Società tra professionisti. Il Governo ha deciso di intervenite anche sulla materia delle società tra professionisti, contenuta nella legge di Stabilità (n. 183/2011). Con l’emendamento 9.0.500 (testo 2), è fissato un tetto alla partecipazione di capitale del socio non professionista. Ma la disposizione è tutt’altro che chiara, visto che stabilisce unicamente che il numero dei soci professionisti o la partecipazione al capitale sociale dei soci professionisti deve essere tale da determinare la maggioranza dei due terzi nelle deliberazioni o decisioni dei soci; il venir meno di tale condizione costituisce causa di scioglimento della società e il consiglio dell’ordine o collegio professionale presso il quale è iscritta la società procede alla cancellazione della stessa dall’albo, salvo che la società non abbia provveduto a ristabilire la prevalenza dei soci professionisti nel termine perentorio di sei mesi. Le società tra professionisti dovranno dotarsi, peraltro, di una polizza assicurativa a copertura degli eventuali danni provocati ai clienti dai singoli professionisti nell’esercizio dell’attività professionale. Opportunamente il nuovo testo garantisce l’ opponibilità del segreto professionale da parte dell’avvocato ai soci di studio e dichiara esplicitamente che sono fatte salve le associazioni professionali e i modelli societari tra professionisti attualmente vigenti.
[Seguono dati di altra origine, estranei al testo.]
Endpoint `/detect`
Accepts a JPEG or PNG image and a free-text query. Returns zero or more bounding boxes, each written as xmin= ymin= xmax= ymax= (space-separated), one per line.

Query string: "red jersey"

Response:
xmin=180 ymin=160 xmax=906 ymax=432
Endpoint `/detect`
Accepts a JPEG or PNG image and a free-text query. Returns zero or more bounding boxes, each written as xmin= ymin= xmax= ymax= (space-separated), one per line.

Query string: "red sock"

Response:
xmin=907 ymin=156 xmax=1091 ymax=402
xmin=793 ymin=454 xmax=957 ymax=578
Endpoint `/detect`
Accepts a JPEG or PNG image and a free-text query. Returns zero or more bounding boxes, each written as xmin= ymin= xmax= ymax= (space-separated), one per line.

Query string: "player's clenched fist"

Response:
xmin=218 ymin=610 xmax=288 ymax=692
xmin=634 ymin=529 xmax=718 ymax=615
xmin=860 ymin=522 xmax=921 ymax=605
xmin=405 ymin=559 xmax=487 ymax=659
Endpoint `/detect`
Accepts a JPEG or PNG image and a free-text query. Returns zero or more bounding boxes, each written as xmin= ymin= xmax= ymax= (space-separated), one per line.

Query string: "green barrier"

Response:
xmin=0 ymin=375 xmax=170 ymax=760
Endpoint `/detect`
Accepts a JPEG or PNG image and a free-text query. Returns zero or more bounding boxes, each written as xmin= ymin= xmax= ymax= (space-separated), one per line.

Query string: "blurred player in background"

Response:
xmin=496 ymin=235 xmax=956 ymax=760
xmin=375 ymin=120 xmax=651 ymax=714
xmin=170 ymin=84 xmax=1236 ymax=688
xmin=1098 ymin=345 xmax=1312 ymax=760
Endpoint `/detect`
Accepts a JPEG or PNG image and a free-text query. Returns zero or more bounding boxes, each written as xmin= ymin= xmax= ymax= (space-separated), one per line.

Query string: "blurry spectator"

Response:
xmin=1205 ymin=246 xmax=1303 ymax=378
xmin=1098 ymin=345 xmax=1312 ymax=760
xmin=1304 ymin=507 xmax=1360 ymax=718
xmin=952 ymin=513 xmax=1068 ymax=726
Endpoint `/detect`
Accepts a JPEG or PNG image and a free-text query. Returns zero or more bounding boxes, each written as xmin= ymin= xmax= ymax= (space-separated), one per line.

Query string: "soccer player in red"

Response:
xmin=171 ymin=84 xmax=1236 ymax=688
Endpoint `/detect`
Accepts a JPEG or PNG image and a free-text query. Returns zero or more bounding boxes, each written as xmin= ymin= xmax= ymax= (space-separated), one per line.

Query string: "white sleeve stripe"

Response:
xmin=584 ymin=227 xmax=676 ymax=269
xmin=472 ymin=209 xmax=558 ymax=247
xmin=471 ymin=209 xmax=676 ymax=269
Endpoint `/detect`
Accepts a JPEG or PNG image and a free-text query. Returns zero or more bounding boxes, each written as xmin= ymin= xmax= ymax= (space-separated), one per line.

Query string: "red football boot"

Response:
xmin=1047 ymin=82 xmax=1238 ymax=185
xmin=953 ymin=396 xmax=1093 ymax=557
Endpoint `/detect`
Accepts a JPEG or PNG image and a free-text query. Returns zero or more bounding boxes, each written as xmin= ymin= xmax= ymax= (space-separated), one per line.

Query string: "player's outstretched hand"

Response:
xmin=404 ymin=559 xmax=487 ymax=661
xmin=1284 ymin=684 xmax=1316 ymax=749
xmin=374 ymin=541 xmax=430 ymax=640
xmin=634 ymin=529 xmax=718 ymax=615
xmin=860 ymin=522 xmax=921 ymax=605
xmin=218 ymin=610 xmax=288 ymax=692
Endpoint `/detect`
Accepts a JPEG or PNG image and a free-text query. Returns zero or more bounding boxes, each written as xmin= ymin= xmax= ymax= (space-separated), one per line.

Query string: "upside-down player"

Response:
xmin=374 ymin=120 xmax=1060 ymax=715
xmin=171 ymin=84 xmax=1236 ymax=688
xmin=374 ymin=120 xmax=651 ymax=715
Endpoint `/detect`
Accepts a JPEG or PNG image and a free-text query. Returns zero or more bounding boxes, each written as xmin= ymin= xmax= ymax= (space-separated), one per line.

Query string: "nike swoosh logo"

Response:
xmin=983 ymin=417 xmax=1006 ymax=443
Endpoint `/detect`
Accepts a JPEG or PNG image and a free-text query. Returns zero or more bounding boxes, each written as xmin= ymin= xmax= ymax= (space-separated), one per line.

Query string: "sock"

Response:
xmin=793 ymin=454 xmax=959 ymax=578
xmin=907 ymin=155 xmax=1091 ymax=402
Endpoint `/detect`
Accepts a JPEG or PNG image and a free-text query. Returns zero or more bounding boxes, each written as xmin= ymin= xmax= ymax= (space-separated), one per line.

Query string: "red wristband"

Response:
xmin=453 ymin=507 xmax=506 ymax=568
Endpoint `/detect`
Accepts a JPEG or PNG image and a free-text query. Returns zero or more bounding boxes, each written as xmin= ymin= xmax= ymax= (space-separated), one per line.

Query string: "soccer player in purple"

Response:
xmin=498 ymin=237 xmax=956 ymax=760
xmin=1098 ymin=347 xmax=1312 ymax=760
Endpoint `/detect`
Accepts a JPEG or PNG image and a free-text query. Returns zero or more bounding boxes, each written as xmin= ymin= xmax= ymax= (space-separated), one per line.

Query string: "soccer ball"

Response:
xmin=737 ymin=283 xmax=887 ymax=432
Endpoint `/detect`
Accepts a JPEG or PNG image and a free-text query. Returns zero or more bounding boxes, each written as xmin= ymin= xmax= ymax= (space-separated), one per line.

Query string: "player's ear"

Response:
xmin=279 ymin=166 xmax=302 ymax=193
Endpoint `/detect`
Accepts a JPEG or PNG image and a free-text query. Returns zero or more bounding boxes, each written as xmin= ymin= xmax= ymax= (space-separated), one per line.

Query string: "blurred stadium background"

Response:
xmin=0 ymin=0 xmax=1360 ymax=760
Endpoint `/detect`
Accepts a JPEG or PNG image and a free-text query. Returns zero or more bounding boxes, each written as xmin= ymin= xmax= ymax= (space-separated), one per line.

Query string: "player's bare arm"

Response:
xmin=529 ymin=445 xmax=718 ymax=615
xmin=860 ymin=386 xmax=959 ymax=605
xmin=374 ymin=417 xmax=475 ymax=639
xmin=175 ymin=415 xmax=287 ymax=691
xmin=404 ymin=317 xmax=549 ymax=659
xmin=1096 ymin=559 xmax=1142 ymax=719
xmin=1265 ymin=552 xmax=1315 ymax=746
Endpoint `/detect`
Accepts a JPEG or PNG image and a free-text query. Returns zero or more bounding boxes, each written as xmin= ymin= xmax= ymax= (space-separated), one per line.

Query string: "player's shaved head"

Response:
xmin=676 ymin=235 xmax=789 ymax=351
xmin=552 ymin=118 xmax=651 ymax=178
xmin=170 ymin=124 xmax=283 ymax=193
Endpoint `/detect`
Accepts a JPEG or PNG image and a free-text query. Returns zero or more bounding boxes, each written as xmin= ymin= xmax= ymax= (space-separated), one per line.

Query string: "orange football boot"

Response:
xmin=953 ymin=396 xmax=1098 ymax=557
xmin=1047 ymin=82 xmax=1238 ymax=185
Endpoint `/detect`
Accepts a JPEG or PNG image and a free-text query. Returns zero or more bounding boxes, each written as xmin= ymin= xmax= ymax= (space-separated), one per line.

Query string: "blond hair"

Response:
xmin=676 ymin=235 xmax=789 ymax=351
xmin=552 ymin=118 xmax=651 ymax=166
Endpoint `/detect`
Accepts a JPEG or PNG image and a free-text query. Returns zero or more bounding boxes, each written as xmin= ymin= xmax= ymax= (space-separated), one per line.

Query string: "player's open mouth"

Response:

Tribunali delle imprese. Aumenta il numero delle sezioni specializzate in materia societaria, che saranno istituite nei tribunali che hanno sede presso ogni capoluogo di regione. Aumentano, peraltro, le loro competenze anche con riferimento a materia indicate in modo vago e ampio (come nel caso delle violazioni della normativa Antitrust della Ue). Rispetto al testo del decreto legge, l’aumento del contributo unificato è limitato al doppio. L’emendamento stabilisce che le nuove disposizioni si applicano ai giudizi instaurati dopo il 180° giorno dall’entrata in vigore della legge di conversione.